Artificial Intelligence Engineer Nanodegree From Udacity
Written by Nikos Vaggalis
Thursday, 27 October 2016
In its pursuit to establish itself as a synonym to Training in AI, Udacity is looking to expand on the success of its Self Driving Car Engineer Nanodgree by launching a new offering with a more general outlook and widespread reach.
Due to the high bar set for entry to the Self Driving Car credential, a major portion of its hopeful candidates had to be turned away and this could provide them with a second chance. This doesn't mean that there's no barrier; there still is but lowered in such a way that the only qualification required is to be able to solve exercises of the following kind:
Given a set of N people on a social network how many possible "friend" relationships (i.e. pairs of distinct people) are there?
What will the following python code output?
s = 
while N > 0:
s.append(N % 3)
N = N / 3
buf = ""
while len(s) > 0:
buf += str(s.pop())
I have a fair coin and a two-headed coin. I choose one of them with equal probability and I flip it.
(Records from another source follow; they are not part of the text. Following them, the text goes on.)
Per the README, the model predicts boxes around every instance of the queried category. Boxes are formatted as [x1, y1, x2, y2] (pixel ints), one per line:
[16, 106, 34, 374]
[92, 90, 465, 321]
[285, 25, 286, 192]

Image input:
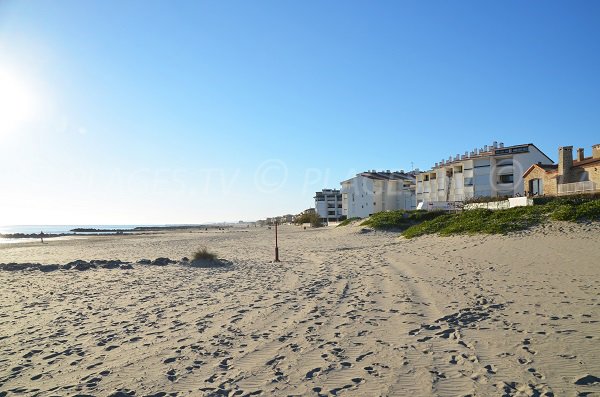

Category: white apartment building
[341, 170, 416, 218]
[416, 142, 553, 209]
[315, 189, 342, 223]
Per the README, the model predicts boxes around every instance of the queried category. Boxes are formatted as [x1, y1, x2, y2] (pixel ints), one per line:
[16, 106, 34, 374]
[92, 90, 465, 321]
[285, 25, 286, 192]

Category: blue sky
[0, 0, 600, 224]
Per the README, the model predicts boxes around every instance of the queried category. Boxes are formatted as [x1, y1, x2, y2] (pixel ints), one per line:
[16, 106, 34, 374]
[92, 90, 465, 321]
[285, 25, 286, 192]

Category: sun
[0, 65, 38, 135]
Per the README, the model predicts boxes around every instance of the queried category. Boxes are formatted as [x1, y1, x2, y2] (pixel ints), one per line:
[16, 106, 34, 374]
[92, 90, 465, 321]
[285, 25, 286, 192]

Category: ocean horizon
[0, 224, 191, 234]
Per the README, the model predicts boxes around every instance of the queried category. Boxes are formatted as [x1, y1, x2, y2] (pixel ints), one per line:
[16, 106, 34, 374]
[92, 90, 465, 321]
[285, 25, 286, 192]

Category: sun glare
[0, 65, 38, 136]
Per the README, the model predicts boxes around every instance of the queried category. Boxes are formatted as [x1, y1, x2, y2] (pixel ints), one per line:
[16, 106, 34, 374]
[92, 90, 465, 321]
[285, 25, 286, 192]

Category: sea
[0, 225, 155, 234]
[0, 225, 161, 244]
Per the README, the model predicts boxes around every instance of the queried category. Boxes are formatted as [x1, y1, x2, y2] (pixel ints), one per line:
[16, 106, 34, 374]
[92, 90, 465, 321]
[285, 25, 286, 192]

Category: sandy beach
[0, 223, 600, 396]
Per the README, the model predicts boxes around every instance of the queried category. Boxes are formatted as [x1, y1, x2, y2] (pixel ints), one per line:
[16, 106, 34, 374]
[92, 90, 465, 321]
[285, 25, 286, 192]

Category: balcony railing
[558, 181, 598, 195]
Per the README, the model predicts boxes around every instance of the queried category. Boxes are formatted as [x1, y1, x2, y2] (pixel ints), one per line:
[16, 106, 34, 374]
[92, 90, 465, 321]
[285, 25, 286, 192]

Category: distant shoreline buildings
[259, 142, 600, 224]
Given that I flipped a heads, what is the probability that I chose the two-headed coin?
1+2+3+...+(N-1) = N(N-1)/2
1212, which is 50 written in base 3.
The underlying principle is that whoever manages to successfully solve these exercises, would also demonstrate a basic knowledge of linear algebra and calculus, have the ability to apply basic probability and statistics plus experience implementing computer science algorithms, and lastly, would know how to write a program in Python, all essential for tackling the course.
They're still somewhat formidable as entry level requirements, but still nothing compared to those the Self Driving Car nanodegree asks for by way of experience in Probability, Statistics and Machine Learning.
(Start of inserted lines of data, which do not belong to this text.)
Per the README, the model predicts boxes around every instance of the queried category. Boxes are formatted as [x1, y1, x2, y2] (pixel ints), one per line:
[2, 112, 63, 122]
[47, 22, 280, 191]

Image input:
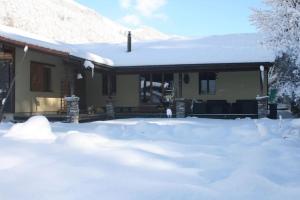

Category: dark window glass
[140, 74, 151, 103]
[199, 72, 216, 95]
[30, 62, 51, 92]
[151, 73, 163, 103]
[140, 73, 174, 104]
[102, 73, 117, 96]
[102, 74, 108, 95]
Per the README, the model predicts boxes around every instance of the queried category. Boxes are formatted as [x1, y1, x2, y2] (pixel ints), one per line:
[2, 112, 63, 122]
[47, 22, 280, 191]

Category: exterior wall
[86, 72, 139, 110]
[15, 48, 65, 113]
[87, 71, 267, 110]
[176, 71, 267, 102]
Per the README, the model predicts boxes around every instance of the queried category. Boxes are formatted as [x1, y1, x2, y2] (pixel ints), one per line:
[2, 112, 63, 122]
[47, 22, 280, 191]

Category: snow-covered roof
[0, 26, 275, 67]
[0, 25, 113, 65]
[80, 34, 275, 66]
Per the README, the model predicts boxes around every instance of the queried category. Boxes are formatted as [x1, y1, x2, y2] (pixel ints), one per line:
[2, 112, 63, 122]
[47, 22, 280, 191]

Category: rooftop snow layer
[0, 25, 113, 65]
[76, 34, 275, 66]
[0, 26, 275, 66]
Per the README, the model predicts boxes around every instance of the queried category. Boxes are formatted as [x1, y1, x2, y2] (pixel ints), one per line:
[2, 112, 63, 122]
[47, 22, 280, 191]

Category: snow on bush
[4, 116, 56, 140]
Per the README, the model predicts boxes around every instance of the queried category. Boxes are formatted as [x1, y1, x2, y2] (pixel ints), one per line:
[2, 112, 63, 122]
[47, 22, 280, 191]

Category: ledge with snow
[0, 26, 275, 118]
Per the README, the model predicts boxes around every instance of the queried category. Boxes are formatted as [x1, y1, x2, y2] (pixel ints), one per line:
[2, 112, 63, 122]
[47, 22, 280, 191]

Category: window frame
[198, 72, 217, 95]
[30, 61, 55, 92]
[102, 73, 117, 96]
[139, 72, 175, 105]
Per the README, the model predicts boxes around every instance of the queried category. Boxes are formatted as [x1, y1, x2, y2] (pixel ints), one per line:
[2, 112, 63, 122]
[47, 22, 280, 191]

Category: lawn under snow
[0, 117, 300, 200]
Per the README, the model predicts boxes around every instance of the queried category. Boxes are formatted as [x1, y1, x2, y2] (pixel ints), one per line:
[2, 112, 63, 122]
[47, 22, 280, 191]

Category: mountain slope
[0, 0, 169, 43]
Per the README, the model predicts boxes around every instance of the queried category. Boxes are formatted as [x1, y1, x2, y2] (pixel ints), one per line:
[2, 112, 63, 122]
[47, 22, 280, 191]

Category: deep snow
[0, 117, 300, 200]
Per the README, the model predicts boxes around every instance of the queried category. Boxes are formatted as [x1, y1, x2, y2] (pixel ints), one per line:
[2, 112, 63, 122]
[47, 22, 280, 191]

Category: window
[199, 72, 217, 95]
[30, 62, 53, 92]
[102, 73, 117, 96]
[140, 73, 174, 104]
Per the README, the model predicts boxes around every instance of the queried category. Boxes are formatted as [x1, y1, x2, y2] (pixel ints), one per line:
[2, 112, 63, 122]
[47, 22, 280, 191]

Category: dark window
[140, 73, 174, 104]
[199, 72, 216, 95]
[102, 73, 117, 96]
[30, 62, 53, 92]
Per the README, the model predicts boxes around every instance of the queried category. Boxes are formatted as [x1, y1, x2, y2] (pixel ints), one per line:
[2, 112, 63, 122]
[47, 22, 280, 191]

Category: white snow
[80, 33, 275, 67]
[0, 117, 300, 200]
[0, 0, 170, 44]
[0, 26, 275, 66]
[83, 60, 95, 77]
[4, 116, 55, 140]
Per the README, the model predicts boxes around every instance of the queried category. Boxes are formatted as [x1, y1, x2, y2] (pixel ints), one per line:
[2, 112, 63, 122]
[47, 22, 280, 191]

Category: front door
[0, 49, 14, 113]
[75, 73, 87, 112]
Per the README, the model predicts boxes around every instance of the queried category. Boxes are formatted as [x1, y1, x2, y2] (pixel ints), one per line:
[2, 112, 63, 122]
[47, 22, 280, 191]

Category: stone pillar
[106, 101, 115, 119]
[175, 98, 185, 118]
[256, 96, 269, 118]
[65, 95, 80, 123]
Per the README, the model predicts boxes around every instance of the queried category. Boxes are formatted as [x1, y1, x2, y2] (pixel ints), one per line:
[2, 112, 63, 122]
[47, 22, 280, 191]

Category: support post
[65, 95, 80, 124]
[256, 96, 269, 118]
[106, 99, 115, 119]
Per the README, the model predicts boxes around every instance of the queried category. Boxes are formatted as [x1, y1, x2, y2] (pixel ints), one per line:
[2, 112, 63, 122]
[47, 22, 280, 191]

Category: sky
[76, 0, 263, 37]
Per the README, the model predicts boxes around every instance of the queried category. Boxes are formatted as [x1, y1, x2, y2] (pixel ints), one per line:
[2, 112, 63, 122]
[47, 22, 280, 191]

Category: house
[0, 26, 275, 121]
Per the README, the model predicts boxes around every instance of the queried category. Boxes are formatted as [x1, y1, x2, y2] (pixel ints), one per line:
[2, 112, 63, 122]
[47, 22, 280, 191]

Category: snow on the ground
[0, 117, 300, 200]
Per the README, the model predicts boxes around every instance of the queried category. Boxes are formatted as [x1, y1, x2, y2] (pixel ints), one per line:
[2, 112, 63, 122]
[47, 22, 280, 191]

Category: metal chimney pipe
[127, 31, 131, 53]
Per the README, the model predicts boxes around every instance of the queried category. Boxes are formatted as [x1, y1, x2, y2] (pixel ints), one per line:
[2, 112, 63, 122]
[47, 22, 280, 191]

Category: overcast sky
[76, 0, 262, 36]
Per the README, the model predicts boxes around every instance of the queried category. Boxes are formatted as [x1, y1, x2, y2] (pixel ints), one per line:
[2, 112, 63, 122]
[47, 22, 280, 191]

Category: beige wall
[86, 72, 139, 108]
[175, 71, 267, 102]
[15, 48, 65, 113]
[87, 71, 267, 108]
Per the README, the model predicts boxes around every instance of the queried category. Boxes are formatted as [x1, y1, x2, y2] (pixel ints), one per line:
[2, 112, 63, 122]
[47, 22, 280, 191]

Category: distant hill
[0, 0, 169, 43]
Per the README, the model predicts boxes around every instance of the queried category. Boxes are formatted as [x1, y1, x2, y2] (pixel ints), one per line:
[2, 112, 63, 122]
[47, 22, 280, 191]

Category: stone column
[256, 96, 269, 118]
[65, 95, 80, 123]
[106, 101, 115, 119]
[175, 98, 185, 118]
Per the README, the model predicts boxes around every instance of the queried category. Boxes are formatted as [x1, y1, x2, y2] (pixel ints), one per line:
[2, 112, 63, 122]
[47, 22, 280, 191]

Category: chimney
[127, 31, 131, 53]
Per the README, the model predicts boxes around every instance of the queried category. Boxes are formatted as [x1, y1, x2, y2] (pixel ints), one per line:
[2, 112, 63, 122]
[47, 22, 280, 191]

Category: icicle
[259, 65, 265, 84]
[83, 60, 95, 77]
[24, 45, 28, 53]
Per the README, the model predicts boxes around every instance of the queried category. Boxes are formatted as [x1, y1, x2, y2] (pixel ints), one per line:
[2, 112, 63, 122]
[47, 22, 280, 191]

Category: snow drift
[4, 116, 56, 140]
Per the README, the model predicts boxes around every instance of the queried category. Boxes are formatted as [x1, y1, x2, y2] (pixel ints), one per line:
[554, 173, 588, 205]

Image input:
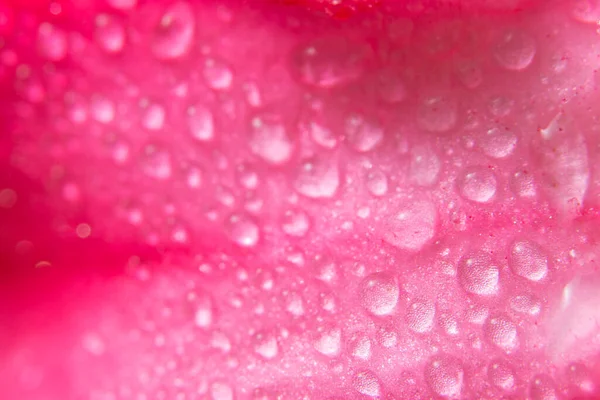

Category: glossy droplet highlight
[457, 251, 500, 296]
[509, 240, 548, 282]
[359, 272, 400, 316]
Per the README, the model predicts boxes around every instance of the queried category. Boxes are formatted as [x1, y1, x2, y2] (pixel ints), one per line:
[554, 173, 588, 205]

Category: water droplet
[254, 333, 279, 360]
[353, 371, 381, 397]
[494, 29, 536, 71]
[294, 157, 340, 199]
[90, 96, 115, 124]
[509, 240, 548, 282]
[250, 117, 293, 165]
[152, 1, 195, 60]
[488, 360, 515, 392]
[366, 169, 388, 197]
[457, 251, 500, 296]
[95, 14, 125, 53]
[409, 146, 441, 186]
[479, 127, 517, 158]
[142, 104, 165, 131]
[346, 114, 383, 153]
[360, 272, 400, 315]
[187, 105, 215, 142]
[203, 58, 233, 90]
[383, 200, 437, 251]
[38, 22, 69, 61]
[314, 328, 342, 357]
[458, 168, 498, 203]
[529, 374, 558, 400]
[142, 145, 172, 180]
[417, 95, 458, 133]
[227, 214, 260, 247]
[425, 355, 464, 397]
[485, 316, 519, 353]
[107, 0, 137, 10]
[292, 37, 369, 88]
[281, 210, 310, 237]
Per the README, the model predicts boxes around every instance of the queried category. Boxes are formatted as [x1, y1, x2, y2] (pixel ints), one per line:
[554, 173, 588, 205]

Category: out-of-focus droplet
[151, 1, 196, 60]
[227, 214, 260, 247]
[409, 146, 441, 186]
[346, 114, 383, 153]
[353, 371, 381, 397]
[250, 117, 293, 165]
[382, 199, 437, 251]
[425, 354, 465, 398]
[294, 157, 340, 199]
[458, 168, 498, 203]
[94, 14, 125, 53]
[509, 240, 548, 282]
[417, 94, 458, 133]
[457, 251, 500, 296]
[292, 37, 369, 89]
[479, 127, 517, 158]
[187, 105, 215, 142]
[359, 272, 400, 316]
[494, 29, 537, 71]
[203, 58, 233, 90]
[38, 22, 69, 61]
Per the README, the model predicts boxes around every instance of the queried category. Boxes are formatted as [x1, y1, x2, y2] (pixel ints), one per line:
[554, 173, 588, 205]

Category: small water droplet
[250, 117, 293, 165]
[425, 355, 464, 398]
[346, 114, 383, 153]
[204, 58, 233, 90]
[294, 157, 340, 199]
[458, 168, 498, 203]
[494, 29, 536, 71]
[366, 169, 388, 197]
[151, 1, 196, 60]
[479, 127, 517, 158]
[227, 214, 260, 247]
[359, 272, 400, 315]
[353, 371, 381, 397]
[383, 199, 437, 251]
[457, 251, 500, 296]
[38, 22, 69, 61]
[509, 240, 548, 282]
[94, 14, 125, 53]
[485, 316, 519, 353]
[417, 94, 458, 133]
[406, 301, 435, 333]
[488, 360, 515, 392]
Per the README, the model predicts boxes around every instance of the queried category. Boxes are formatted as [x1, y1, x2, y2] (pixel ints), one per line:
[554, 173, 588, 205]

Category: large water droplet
[494, 29, 536, 71]
[353, 371, 381, 397]
[425, 355, 464, 397]
[187, 105, 215, 142]
[294, 157, 340, 199]
[479, 127, 517, 158]
[458, 168, 498, 203]
[509, 240, 548, 282]
[383, 200, 437, 251]
[151, 1, 195, 60]
[95, 14, 125, 53]
[359, 272, 400, 315]
[488, 360, 515, 392]
[417, 94, 458, 132]
[250, 117, 293, 165]
[457, 251, 500, 296]
[346, 115, 383, 153]
[38, 22, 69, 61]
[227, 214, 260, 247]
[406, 301, 435, 333]
[485, 316, 519, 353]
[292, 37, 369, 88]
Compared to the Self Driving Car Engineer nanodegree, where those graduating would fill specific roles inside the tight boundaries of the self driving automotive industry, the likes of Vehicle Software Engineer and Sensor Fusion Engineer, Artificial Intelligence Engineer can approach the field of AI in a more holistic fashion with a much more widespread application. As such its graduates would be able to find work in the general AI domain, encompassing healthcare, finance, retail, media, advertising and education.
Nonetheless, specialization is not out of the question since students choose the path they would like to specialize in after acquiring the necessary general knowledge in the first term, therefore potentially developing themselves into System Software, Machine Learning, Predictive Analytics, NLP Software, Computer Vision and Automation Engineers. As such, the related classes cover topics such as Search and Optimization Logic, Natural Language Processing and Computer Vision, expecting students to dedicate up to 15 hours/week on the course's material.
Not surprisingly, interest in this opportunity went through the roof. With only 500 seats initially available, and applications already covering that number multiple times, the competition to reserve a spot in the workforce of the future, especially given the fact that graduates will be given preference by Nanodegree including Didi Chuxing and IBM Watson, is guaranteed to be fierce. For graduates of the 2011 AI class, Introduction to Artificial Intelligence, the fact that the instructor line up reunites Sebastian Thrun and Peter Norvig is another incentive to enrol.
For those not succeeding at first, do not despair since the 500 cap is not fixed in stone and looks to increase on each iteration.
Applications began on October 25th and are going to be open till November 14th. In contrast to the Self Driving Nanodegree 3-term duration, this one lasts 2 terms only, each term spanning three months and costing 800 dollars; that is $1600 in total.